To provide a cost-effective oil-analysis option when a complete oil analysis isn’t required, Oil Analyzers INC. offers its Oil Analyzers Value Kit that focuses on the most critical used-oil analysis tests. While it provides less information than traditional kits, it focuses on the most important areas and effectively reveals whether the oil is suitable for continued use.
The Value Kit provides information on…
- Oil viscosity (or thickness)
- Corrosive wear potential
- Wear metals
- Remaining oil-additive components
Oil Analyzers INC. chose these four indicators because they correlate with the causes of almost all lubricant-related failures, including…
- Lack of oil (not the lubricant’s fault, but it is a leading cause of failure)
- Oil that’s too thin to effectively lubricate
- Oil that’s too thick to effectively lubricate
- Excessive acid accumulation, leading to corrosive wear
Oil viscosity is a vital oil-analysis measurement
The most important function of lubricants is to separate metal surfaces and prevent them from wearing against each other. If oil becomes excessively thin (usually from fuel dilution), it can’t keep surfaces separated adequately, resulting in increased wear or catastrophic damage.
On the other hand, if oil becomes too thick (usually from water or soot contamination), the engine can’t pump it to critical areas fast enough, resulting in failure due to lack of oil.
TBN and TAN are also important
Acid development is the second area of focus in the Value Kit.
Combustion gases create a constant stream of acids. Antacids (detergents) are added to the engine oil to neutralize acids, but they deplete over time.

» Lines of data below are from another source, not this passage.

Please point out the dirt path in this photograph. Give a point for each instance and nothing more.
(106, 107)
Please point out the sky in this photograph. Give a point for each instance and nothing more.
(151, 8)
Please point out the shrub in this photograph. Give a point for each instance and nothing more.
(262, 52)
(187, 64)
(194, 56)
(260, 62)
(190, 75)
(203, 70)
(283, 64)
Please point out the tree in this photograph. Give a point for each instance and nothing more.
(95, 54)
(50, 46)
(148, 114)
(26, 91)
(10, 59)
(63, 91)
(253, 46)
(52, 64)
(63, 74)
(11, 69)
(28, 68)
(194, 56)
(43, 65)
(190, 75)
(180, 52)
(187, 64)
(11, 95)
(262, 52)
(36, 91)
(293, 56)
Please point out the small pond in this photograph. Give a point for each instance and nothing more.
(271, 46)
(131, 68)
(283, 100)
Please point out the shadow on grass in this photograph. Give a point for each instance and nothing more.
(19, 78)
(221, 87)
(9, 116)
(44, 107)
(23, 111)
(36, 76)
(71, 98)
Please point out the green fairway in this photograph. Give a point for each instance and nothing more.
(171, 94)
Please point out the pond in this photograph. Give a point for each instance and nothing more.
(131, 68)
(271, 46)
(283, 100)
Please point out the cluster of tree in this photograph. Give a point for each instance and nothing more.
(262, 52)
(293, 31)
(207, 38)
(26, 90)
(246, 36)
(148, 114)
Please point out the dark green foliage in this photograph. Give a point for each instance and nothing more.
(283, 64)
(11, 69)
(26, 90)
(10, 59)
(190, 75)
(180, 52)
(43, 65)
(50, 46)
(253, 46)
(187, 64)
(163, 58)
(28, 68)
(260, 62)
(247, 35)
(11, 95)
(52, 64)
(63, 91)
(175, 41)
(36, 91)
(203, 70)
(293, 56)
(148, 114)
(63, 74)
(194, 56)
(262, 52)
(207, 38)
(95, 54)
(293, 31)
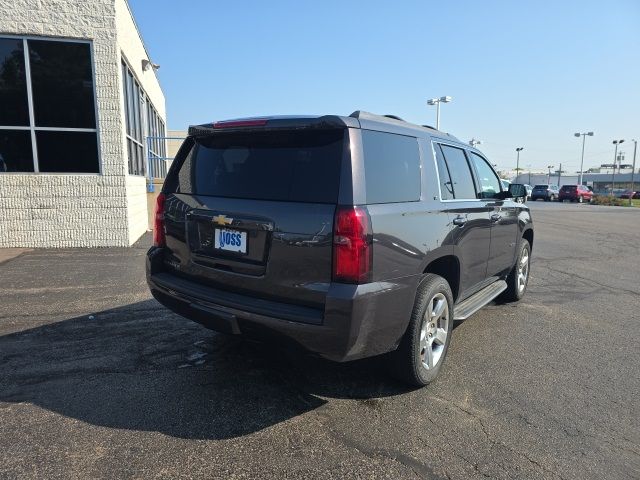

When acid-neutralizing additives are depleted, acids accumulate and attack metal surfaces, resulting in corroded surfaces that can break-up quickly when stressed.
Total base number (TBN) measures the acid-fighting capability left in the oil. The higher the number, the more you have left. Total acid number (TAN) is used primarily with lubricants like hydraulic fluid or compressor oil that contain less detergents.
Oil analysis also measures the types and amounts of elemental materials in the oil.
Some of these materials are beneficial components of the oil-additive package and others are contaminants or wear metals from the engine.
The lab needs to know which oil you are testing to know the expected amounts of beneficial oil additives for comparison. These materials (e.g. calcium, zinc) need to stay in the oil so it continues to provide good protection.
On the other hand, even during normal operation, some level of engine wear will occur, so you always see some wear metals (e.g. iron, aluminum) on an oil-analysis report. Normal wear metals that show in a report are microscopic particles; the oil filter will trap larger particles. It is important to watch the rate at which these accumulate in the oil so you can identify potential problems and correct them before the engine fails.
Complete oil analysis sometimes needed
Despite the Value Kit’s benefits, you sometimes need the added information a full-service oil analysis kit provides.
If the vehicle tested does not have an existing oil-analysis history (ideally three or more samples) or if there is a suspected problem with the equipment or lubricant, use a full-service oil analysis kit.
The additional testing provided in a full-service kit includes…
- Fuel dilution
- Soot level
- Water contamination
- Nitration levels
These test results are needed for troubleshooting lubrication problems and also for setting extended drain intervals.